Lazy authentication. The Anker API client and its HTTP session are only created on first use (inside AnkerSolixClient._ensure_api), not at import time — so importing the server module, or running its test suite, never makes a network call or requires credentials to be present.

Development

uv sync            # dev dependency group (pytest, pytest-asyncio) is included by default
uv run pytest

tests/test_server.py builds the MCP server against a small fake client (see FakeAnkerSolixClient), so the test suite runs with no Anker credentials and no network access.

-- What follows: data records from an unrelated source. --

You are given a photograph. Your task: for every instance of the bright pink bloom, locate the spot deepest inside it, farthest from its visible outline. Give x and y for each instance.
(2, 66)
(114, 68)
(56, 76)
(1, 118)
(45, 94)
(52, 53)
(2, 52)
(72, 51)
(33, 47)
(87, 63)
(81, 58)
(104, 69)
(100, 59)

To add or upgrade a dependency, prefer uv add <package> (or uv add --group dev <package> for a dev-only tool) over hand-editing pyproject.toml — it resolves and updates uv.lock for you in the same step. Run uv lock --upgrade occasionally to pick up new compatible versions, including a newer commit of anker-solix-api if the upstream library has moved on.

Extending

To add a new tool:

  1. Add an async def function to an existing tools/*.py module (or create a new module for a new domain), decorated with @mcp.tool() inside that module's register(mcp, client) function.

  2. Write a clear docstring — the MCP client (and, in turn, the model) sees it as the tool's description, so be explicit about what the tool returns and when to call it.

  3. If it's a new module, register it in build_server() in server.py.

  4. Add a test in tests/ using FakeAnkerSolixClient (extend it if your tool needs data the fake doesn't provide yet).

To add a device-control tool (e.g. changing the Solarbank's output power or charge schedule via AnkerSolixApi.set_station_parm / set_device_attributes), consider gating it behind explicit user confirmation in your MCP host, since unlike the read-only tools here, a mistaken call would actually change how your hardware behaves.